To display the distribution of a category of data, typically people use a box plot or histogram. However, sometimes those visualizations may be improperly used. If you have a small number of data points for one category - often 5 - 80 points, I'd recommend you start with a categorical scatter plot for comparison.
Below, I'll illustrate a few examples.
Import Modules¶
import pandas as pd
import seaborn as sns
import matplotlib.pyplot as plt
% matplotlib inline
Set Global Styles for Visualizations¶
sns.set_context('talk')
sns.set_style("darkgrid")
Example: Tips Dataset¶
In the examples below, I utilize the dataset tips
provided in the Seaborn visualization library.

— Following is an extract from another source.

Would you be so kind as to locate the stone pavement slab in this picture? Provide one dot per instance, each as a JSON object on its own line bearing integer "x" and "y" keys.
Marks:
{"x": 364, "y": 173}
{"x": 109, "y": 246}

Each row in this dataset is a record of a meal at a restaurant. For each meal, the restuarant recorded values for the total bill amount in U.S. dollars, tip amount, gender/sex of the waiter, day, meal and table size.
Load flights
Dataset¶
df_tips = sns.load_dataset("tips")
Preview the First 5 Rows of Data¶
df_tips.head(8)
total_bill | tip | sex | smoker | day | time | size | |
---|---|---|---|---|---|---|---|
0 | 16.99 | 1.01 | Female | No | Sun | Dinner | 2 |
1 | 10.34 | 1.66 | Male | No | Sun | Dinner | 3 |
2 | 21.01 | 3.50 | Male | No | Sun | Dinner | 3 |
3 | 23.68 | 3.31 | Male | No | Sun | Dinner | 2 |
4 | 24.59 | 3.61 | Female | No | Sun | Dinner | 4 |
5 | 25.29 | 4.71 | Male | No | Sun | Dinner | 4 |
6 | 8.77 | 2.00 | Male | No | Sun | Dinner | 2 |
7 | 26.88 | 3.12 | Male | No | Sun | Dinner | 4 |
Visualize Total Bill Amount by Table Size¶
This categorical scatter plot below, more specifically called a swarm plot
, helps illustrate the count of records for each table size and the distribution of bill amounts by table size.

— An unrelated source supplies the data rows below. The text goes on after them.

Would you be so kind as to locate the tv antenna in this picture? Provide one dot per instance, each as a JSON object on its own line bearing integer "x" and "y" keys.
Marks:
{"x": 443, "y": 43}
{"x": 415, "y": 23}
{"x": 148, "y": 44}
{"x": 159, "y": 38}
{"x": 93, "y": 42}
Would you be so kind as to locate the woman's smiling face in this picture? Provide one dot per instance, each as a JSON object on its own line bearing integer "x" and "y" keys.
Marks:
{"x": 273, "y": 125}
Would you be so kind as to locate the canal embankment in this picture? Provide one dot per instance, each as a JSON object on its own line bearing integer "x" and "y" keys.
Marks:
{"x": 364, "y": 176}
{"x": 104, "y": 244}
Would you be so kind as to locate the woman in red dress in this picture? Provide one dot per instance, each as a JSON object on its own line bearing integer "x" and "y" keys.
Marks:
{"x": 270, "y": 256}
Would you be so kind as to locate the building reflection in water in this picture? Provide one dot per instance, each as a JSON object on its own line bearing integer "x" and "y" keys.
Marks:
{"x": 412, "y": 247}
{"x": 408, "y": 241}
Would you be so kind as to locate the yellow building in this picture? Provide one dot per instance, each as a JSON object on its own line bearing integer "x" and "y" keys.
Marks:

A swarm plot is ideal here because we have so few records of meals with several table sizes such as 1, 5, and 6.
Alternatively, if we tried to use a histogram or box plot to illustrate these few records for category, we'd get a false representation of the bill amounts by table size. The reason for that is that it's bad practice to compare just 4 records for a table size of 1 to 156 record for a table size of 2. For the 4 records of table size of 1 person, those could be a false representation since they may have all made very very small purchases and therefore small total_bill
amounts in our dataset.
sns.catplot(x="size", y="total_bill", kind="swarm", data=df_tips, height=8.5, aspect=.9)
plt.xlabel("table size [number of people]", labelpad=15)

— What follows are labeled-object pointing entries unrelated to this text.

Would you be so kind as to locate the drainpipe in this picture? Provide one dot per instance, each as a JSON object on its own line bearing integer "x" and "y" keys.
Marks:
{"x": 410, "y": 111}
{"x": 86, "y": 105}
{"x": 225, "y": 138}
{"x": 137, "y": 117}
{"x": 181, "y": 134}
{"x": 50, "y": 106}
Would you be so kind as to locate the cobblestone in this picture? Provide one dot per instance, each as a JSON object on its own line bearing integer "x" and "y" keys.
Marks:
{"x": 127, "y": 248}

plt.ylabel("total bill amount [$]", labelpad=15)
plt.title("Distribution of Bill Amounts by Table Size", y=1.013);
Interpretation of Distribution of Bill Amounts by Table Size¶
There's few records of bill amounts for table sizes of 1, 5, and 6. The restaurant mostly gets table sizes of 2 and 3.
Generally, as the table size increases, total bill amount increases.
For a table size of 2, most bill amounts are between 10 and 20 U.S. dollars.
Visualize Total Bill Amount by Table Size and Gender/Sex¶
To improve on the visualization from above, I'm curious if there's any patterns of bill amounts for tables by waiter or waitresses' gender.
sns.catplot(x="size", y="total_bill", kind="swarm", hue='sex', data=df_tips, height=8.5, aspect=.9)
plt.xlabel("table size [number of people]", labelpad=15)
plt.ylabel("total bill amount [$]", labelpad=15)
plt.title("Distribution of Bill Amounts by Table Size", y=1.013);
Interpration of Visualization of Total Bill Amount by Table Size and Gender/Sex¶
There's no clear pattern of bill amounts by table size and gender.
At a glance, it's likely males have served more tables than females. Males often hold the top few spots for highest bill amount by table size too.